Coming out of the school, I looked ahead to see who the next goal people to pass would be, and that damn woman in pink! wouldn't you know, she was in front of me again. She had skipped the school parking lot, cutting the course by half a mile, and was now half a mile in front of me. I WAS LIVID.
Understand, while I go out and do a lot of "races," I am not actually racing against anyone other than myself. I am not delusional enough to think that my times matter in the larger scheme of the racing world. I know I will never place. I will never place anything but the bottom 30th percentile. I will never be considered a "real" athlete by many. But course cutters really get to me. No, it doesn't matter to me if someone wants to cut the course and say they did a half marathon distance when they rode a van for 6 miles and cut out an additional half mile. Really, there isn't much impact on me. But I *do* want my earned place in the standings. And if that means that I come in 266/273 instead of 267/273, then I want what I *earned.* Someone who cuts the course, shouldn't take my spot.
I had to catch that woman. I was seething. Teeth gritting, arms pumping, feet stomping much harder on the ground than they should, determination strethening, SEETHING.
And instead of plowing my seething, heaving self past her, I slowed to her pace for a moment, and offered a kind word. What's wrong with me that I am so nice sometimes?
Her walk intervals were faster than her run intervals, she was too tense, she was risking injury. I gently let her know that its ok to have an off day, and that she should be gentle with herself, and forgo the run intervals for the duration of the race because they weren't doing her any good.

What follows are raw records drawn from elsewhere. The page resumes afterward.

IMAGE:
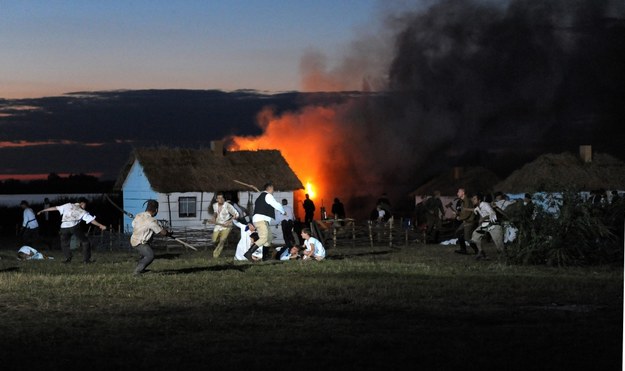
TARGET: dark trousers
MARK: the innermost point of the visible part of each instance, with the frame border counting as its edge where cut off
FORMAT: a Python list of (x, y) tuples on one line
[(29, 235), (66, 236), (147, 257), (463, 233), (287, 232)]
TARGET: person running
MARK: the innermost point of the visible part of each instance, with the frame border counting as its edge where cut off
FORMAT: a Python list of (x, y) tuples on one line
[(314, 248), (71, 216), (30, 227), (223, 215), (144, 227), (265, 208), (247, 230)]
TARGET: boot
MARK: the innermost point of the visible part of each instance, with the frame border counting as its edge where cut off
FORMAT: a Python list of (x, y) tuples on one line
[(474, 247), (462, 250), (462, 247), (248, 253), (481, 255)]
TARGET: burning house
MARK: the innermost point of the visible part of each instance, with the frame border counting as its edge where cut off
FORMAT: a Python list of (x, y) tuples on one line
[(184, 181)]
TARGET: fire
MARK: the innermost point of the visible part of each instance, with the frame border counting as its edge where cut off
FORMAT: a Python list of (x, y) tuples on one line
[(310, 189), (307, 139)]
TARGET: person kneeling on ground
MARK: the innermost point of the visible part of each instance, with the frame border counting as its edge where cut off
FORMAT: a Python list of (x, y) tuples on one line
[(314, 247), (28, 253)]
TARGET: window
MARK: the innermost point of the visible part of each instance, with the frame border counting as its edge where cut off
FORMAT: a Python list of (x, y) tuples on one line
[(186, 207)]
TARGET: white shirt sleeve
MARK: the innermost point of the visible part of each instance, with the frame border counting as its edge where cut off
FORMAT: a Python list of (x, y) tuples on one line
[(275, 204)]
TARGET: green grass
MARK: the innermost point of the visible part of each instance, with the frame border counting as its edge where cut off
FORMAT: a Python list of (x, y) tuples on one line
[(420, 306)]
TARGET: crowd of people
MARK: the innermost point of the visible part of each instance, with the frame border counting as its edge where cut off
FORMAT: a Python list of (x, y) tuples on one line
[(492, 216), (476, 219)]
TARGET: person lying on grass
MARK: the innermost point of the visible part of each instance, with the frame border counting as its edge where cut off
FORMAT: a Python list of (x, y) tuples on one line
[(314, 247), (284, 253), (28, 253)]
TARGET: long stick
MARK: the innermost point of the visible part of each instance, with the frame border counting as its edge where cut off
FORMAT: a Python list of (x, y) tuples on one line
[(245, 184), (184, 243)]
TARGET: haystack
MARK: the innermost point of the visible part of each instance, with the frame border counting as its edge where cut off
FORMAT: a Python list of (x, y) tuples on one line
[(566, 171)]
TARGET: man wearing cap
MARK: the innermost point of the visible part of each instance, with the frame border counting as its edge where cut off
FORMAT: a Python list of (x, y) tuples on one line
[(71, 216), (265, 208)]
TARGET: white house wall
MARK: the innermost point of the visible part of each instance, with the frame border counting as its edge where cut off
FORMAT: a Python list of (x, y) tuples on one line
[(136, 191)]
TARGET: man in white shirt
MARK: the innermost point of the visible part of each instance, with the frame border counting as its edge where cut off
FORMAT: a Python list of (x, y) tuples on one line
[(265, 208), (223, 215), (487, 223), (144, 227), (71, 216), (30, 227)]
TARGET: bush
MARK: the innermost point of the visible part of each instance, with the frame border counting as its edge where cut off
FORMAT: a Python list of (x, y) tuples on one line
[(568, 231)]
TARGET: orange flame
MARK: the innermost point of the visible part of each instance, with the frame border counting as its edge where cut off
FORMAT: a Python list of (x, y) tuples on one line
[(310, 189), (307, 140)]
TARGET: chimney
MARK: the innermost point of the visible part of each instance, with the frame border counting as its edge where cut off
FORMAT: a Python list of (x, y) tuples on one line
[(217, 147), (585, 153), (456, 173)]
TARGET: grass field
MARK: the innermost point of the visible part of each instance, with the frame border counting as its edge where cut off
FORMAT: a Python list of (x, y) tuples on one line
[(416, 307)]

She thanked me, and then I was off again.
I dislike the last couple of miles of this course, so I think I block that from my memory, I was soon at the finishline. The awards ceremony was going on in another area, and the crowds had already dissipated, leaving only a few straggling spectators (which there really were not many of on the course, much to my sadness). A man came out into the chute and chivalrously offered me his arm to "escort me to the finish line" as he joyfully told me, and I finished. Rumor has it that the man who waltzed me to the finish line was the mayor of Coral Springs, and while being a small city politician is not a huge prestigeous position in the larger reality, I think its pretty dang cool that the mayor would come out and do that for participants!
Pace 16:23 (I really slowed down that last 2 miles, no wonder I was trying to block it from my memory)
As I was recovering, I saw Isabella rounding the corner and went to bring her a cold water and walk her in until the mayor took over. We rested and laughed together, and then I saw the woman in pink come in. With all the fanfare of being the last "finisher." She had the cruisers and the motorcade, the excitement, the announcement, and the look of exhaustion after having completed (not her first) half marathon. Except she didn't really do the distance. And I just felt sorry for her.
She went through the chute and thanked me for the encouragement and bringing her to a "strong finish of today's half marathon." She had the half marathon medal around her neck (which as an aside, i was NOT impressed with this year as it is about 3/4 inches by 2 inches wide, and at least half the size of the medals they were hanging out for the 5k race which does 3/4 less distance). She was proud of herself. And while I am proud of her for doing what she could do (like I would be for anyone going out there and doing something healthy for themself), it just made me sad.
She started the race, she finished it, but she definitely didn't do all the miles in the middle. Does it make me a bad person for being so sad for her?